Improve Your Credit Score in Six Steps: Credit Repair for Dummies
It is on the minds of millions of Americans: How can I adequately, economically, and efficiently improve my credit score?
Your credit score can adversely affect so many different aspects of your life. Even job applicants are being passed over due to poor credit reports. Insurance premiums are often decided, in whole or in part, by a candidate's credit score. Therefore, it's relatively safe to say that a poor credit rating can definitely affect your quality of life. But the process of improving your credit score doesn't have to be a struggle. There are several resources available for the purpose of doing just that. Though the process may be lengthy, it is usually well worth it, and there is no shortage of qualified industry professionals to help you navigate the trail. For that person who is starting their journey along the path of credit repair, these tips from top resources could prove quite useful.

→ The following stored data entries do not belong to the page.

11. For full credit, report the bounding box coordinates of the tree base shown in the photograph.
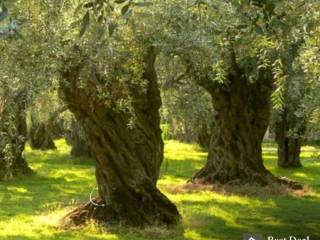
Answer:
[191,165,274,186]
[191,167,303,190]
[30,123,56,150]
[61,197,112,227]
[0,158,33,181]
[61,195,180,228]
[17,165,33,177]
[278,162,303,169]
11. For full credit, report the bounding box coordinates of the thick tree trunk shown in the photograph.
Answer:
[0,91,32,180]
[275,109,302,168]
[192,63,275,185]
[66,120,91,158]
[60,47,180,227]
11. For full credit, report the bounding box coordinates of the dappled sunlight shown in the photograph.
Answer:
[164,140,203,152]
[7,186,29,193]
[184,230,206,240]
[158,176,185,186]
[302,145,320,152]
[1,140,320,239]
[49,168,94,181]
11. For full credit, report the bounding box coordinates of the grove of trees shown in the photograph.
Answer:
[1,0,320,231]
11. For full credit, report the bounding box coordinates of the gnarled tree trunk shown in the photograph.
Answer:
[60,47,180,227]
[0,91,32,180]
[275,108,303,168]
[188,44,278,185]
[192,69,273,185]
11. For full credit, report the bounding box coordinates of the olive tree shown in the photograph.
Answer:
[4,0,180,227]
[0,2,34,180]
[159,0,313,186]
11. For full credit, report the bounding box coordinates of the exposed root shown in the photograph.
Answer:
[61,202,184,239]
[274,176,303,190]
[60,193,180,229]
[60,197,113,228]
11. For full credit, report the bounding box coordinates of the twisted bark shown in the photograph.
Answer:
[190,45,303,189]
[60,47,180,227]
[192,67,274,185]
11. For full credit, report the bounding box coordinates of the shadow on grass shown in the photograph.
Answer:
[180,197,320,239]
[3,225,186,240]
[1,140,320,240]
[0,172,95,221]
[160,158,204,182]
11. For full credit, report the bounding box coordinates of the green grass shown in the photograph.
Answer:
[1,140,320,240]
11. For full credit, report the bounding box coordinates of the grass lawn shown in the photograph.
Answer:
[0,140,320,240]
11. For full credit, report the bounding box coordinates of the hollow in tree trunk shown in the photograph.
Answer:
[60,47,180,227]
[275,108,303,168]
[0,91,32,180]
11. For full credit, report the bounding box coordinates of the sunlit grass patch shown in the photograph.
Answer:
[0,140,320,239]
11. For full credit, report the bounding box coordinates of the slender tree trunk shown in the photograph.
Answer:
[29,121,56,150]
[29,106,67,150]
[66,120,91,158]
[60,47,180,227]
[0,91,32,180]
[275,109,303,168]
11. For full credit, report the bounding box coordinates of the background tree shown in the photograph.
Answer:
[299,9,320,144]
[65,118,91,158]
[269,2,319,169]
[0,2,37,180]
[28,91,67,150]
[272,44,308,168]
[0,86,32,180]
[158,0,313,186]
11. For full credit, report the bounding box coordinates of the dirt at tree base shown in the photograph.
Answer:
[172,178,307,198]
[61,196,181,229]
[60,197,111,228]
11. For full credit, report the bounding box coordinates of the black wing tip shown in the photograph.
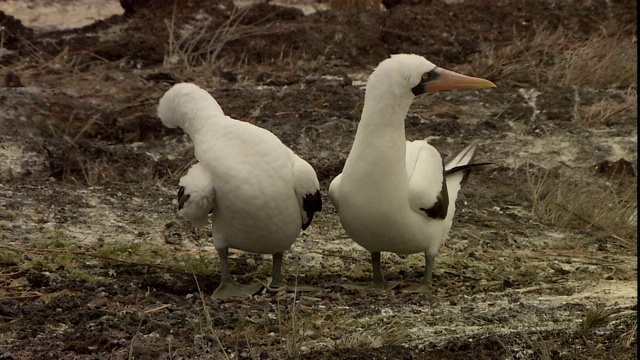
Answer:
[420,178,449,220]
[420,202,448,219]
[301,221,312,231]
[178,186,190,211]
[314,190,323,211]
[301,190,322,230]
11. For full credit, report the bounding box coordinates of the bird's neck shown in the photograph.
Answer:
[350,93,413,162]
[183,120,206,139]
[181,109,225,144]
[344,89,413,180]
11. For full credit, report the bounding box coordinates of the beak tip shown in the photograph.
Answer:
[484,80,497,89]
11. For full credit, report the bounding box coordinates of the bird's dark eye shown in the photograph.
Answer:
[421,72,429,81]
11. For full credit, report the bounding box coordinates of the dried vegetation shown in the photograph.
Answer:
[527,166,637,243]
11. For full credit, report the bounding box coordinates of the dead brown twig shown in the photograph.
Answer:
[164,5,302,69]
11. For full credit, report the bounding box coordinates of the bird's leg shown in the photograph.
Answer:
[212,247,262,299]
[270,252,284,289]
[400,252,436,293]
[269,252,318,293]
[369,252,401,290]
[423,252,437,286]
[339,251,398,291]
[218,247,232,282]
[371,251,385,285]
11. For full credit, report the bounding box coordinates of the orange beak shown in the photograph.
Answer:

Step 1 – Clean up your (credit) act: First, clean up any errors that show up on your report. This is a simple process that could also require some patience on your part. According to Forbes.com, nearly 70 percent of all credit reports have errors on them; some that could have a serious effect on your score. To improve your credit, this is an essential first step to take.
Step 2 – Debt repayment: Develop a debt repayment plan and stick to it. It is important that you understand the terms of the agreement, especially if you're contracting with a credit repair agency. You can always negotiate your own plan with creditors but sometimes for the sake of consolidation; seeking help from a qualified credit repair service might be helpful and more efficient. There are also non-profit credit counseling and consolidation agencies available to help you negotiate a fair credit improvement plan.
Step 3 – Pay major credit qualifiers first. On time, every time: Any debt, such as credit card debt, mortgage or rent payments, and utilities. The more accounts that you have that are current and in good standing, the better your score becomes. Furthermore, as your number of good standing accounts increases and your delinquent accounts slowly get paid off and come current, the better your credit score becomes.
Step 4 – How to deal with lack of credit: If your problem relates to lack of credit, it can definitely be frustrating to try and establish credit. A good way to work around this is to open a secured line of credit with your own money. This is typically done through a bank. Most services will help you obtain a secured line of credit when you have no credit to show because they don't really have much to risk. Be wary, however, and make certain you understand fully the terms of the credit line agreement, especially if there is an APR, annual fee, or any other financing charges for carrying your secured credit line. Once you've made some timely payments, you may be able to build upon your momentum and apply for an unsecured credit line.
Step 5 – Limit your overall credit activity: Be careful of the amount of credit accounts you apply at once or have open at a time. This is a huge red flag for the credit bureaus and could indicate that you're cash poor. That makes some credit agencies nervous because if at any time the rug gets pulled out from under you, say you lose your job for example, then they're not getting paid. So make sure that you have a strong income to debt ratio and keep all credit accounts paid down as low as possible.
Step 6 – Consider a security freeze: During the process of improving your credit, it also might be a wise idea to put a security freeze on your credit report, especially if you've been victim to identity theft. This is also used to prevent identity theft. No new accounts can be opened during a security freeze until it has been lifted.
It is true that the process of credit repair can be a time consuming and, at times, an overwhelming one. Laying some strong groundwork is first and foremost to start the process. Researching and being knowledgeable about the process can help you determine if the time, effort, and money is something you can manage on your own or if it would make more sense to hire a professional. Obviously there are pros and cons to either scenario but in each unique situation, the best decision is the one that leads to positive results.